What is Absolute Return?
Definition: Absolute Return is defined as a measure of the increase that security or an income source generates over time when measured against an alternative security or income source of the same maturity and price.
A simple way to think about absolute return is to think of it to measure how much better the asset is expected (or likely) to do than an alternative investment.
The principle of absolute return applies when buying stocks and bonds or other investments with money deposited in an account. An investor can use absolute return funds to reinvest in the market when prices are falling to have buying power even in bad economic times. When absolute return funds do well, they are often followed by equally safe investment vehicles such as CD assets and many more insurance products.
The absolute return has four parts: results, time to results, resources used, and investment needed. These four elements are correlated with each other, and they also work together to form absolute returns. The crucial thing is finding a way to aggregate all four together and then use this aggregate to calculate a single number for all assets.
Absolute return is used in the industry to measure the expected returns an asset could achieve, giving a cash return, for example, versus an expected long-term capital gain that buys long-term assets as an investment. The latter is often referred to as the ‘net present value’ or NPV (Nominal Perversible Value).
How Absolute Return Works?
An absolute return fund is a portfolio whose performance is not affected by changing market conditions.

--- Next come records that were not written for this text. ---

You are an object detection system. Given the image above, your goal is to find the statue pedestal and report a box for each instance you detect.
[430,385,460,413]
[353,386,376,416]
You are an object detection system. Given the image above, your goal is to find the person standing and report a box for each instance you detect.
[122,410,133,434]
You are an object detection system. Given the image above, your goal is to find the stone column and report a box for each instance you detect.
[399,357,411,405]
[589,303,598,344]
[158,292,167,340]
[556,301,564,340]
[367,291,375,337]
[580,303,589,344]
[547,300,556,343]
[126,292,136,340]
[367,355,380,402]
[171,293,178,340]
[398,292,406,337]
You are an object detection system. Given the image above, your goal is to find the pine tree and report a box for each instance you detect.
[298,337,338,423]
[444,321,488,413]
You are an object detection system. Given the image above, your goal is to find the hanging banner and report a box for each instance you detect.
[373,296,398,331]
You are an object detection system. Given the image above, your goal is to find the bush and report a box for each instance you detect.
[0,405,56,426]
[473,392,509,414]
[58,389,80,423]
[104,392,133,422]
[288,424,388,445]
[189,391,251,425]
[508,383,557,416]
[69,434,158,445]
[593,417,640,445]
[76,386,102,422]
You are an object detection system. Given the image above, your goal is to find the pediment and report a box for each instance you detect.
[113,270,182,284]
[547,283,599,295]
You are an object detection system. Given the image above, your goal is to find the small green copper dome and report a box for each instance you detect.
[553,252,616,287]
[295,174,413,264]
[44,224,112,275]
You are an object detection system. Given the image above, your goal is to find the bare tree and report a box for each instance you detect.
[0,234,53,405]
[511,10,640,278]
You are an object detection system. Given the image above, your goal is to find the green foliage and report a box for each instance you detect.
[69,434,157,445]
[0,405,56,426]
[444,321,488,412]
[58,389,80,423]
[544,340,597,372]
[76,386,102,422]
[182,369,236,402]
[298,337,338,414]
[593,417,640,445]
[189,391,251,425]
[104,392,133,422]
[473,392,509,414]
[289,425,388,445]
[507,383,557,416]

Fundamentally, an absolute return fund offers investors a way to invest without fear that their strategy or investment strategy itself will be affected by market conditions.
It allows you to find the level of risk tolerance that works best for you without being particularly concerned about whether the market is going up or down.
The fund seeks out assets that pay extremely high rates of return; it means that while the overall asset value may move up and down, the gains from any particular asset in the portfolio will not be affected by changes in market conditions.
Absolute return is a technique that helps investors to find the best funds for their investment. The absolute return technique can help you find out the long-term investment opportunities in any market.
It gives investors visibility into the incentives of the funds they invest in and helps them evaluate the performance of different mutual funds across various asset classes and different investment styles. This allows investors to make better-informed decisions and select funds even when they may not have all information about a company or industry.
Relative and Absolute Returns
A relative return approach to fund investing is an actively managed strategy in which the manager uses capital from the investment to provide income to shareholders over time. This may involve buying debt securities or privately held stocks and loans or purchasing stocks in the open market.
Usually, the returns generated by such investments are based on profit expectations and investor desire for increasing returns. It can be a long-term investment, or it can be a short-term speculative transaction designed to capitalize on changes in market conditions.
Relative returns are commonly used as tools to value equity investments in mutual funds, private equity funds, and venture capital funds. Funds whose activities are directed toward a specific industry or sector are known as general sector funds.
At the same time, those that are broadly focused on an economy or market can be called narrow sector funds. Funds that invest in a broad range of investments may generally produce consistent returns across time and various market environments. If the funds in your portfolio are managed by a third party, such as a broker or bank, then the relative return approach will be applied to the underlying assets and market prices.
Operating as an open-end investment vehicle, it seeks capital appreciation by investing in specified asset classes over a designated period to achieve a return greater than either the index on which the fund is based or the market return for such assets over the same period.
Absolute returns are generated by applying scientifically proven investment concepts and mathematical formulas to select stocks of any company regardless of industry, individual stocks, bonds, currencies, indices, or global markets. The resulting portfolio is then rebalanced monthly and maturity selected to minimize risk while providing ongoing income.
At any time during financial markets, it is possible to liquidate positions through open-market purchases of ETFs, mutual funds, or other securities which provide exposure to selected assets.
The basic idea behind an absolute return fund is simple: invest in something with the expectation that its value will go up over time, even if the market for that asset goes down. In other words, you’re buying into something with a GIC (guaranteed income) attached.
To achieve this goal, investors buy stocks, bonds, commodities, real estate, alternative assets, cryptocurrencies, and other assets that produce tangible assets with an expected value rise over time.
The primary objective of relative and absolute returns is to generate expected returns for a particular security or investment portfolio that minimize risk and maximize reward over time. The goal isn’t to beat the market, necessarily, but to perform better than the market would have historically delivered.
Example of Absolute Return
For example, if you own the average stock with a 1% annual fee and achieve an absolute return of 10% over 20 years, that would be good relative to the market; however, if that stock had delivered an 8% annual return over the same period but at a 10-year horizon instead of 13%, then that would have been much better.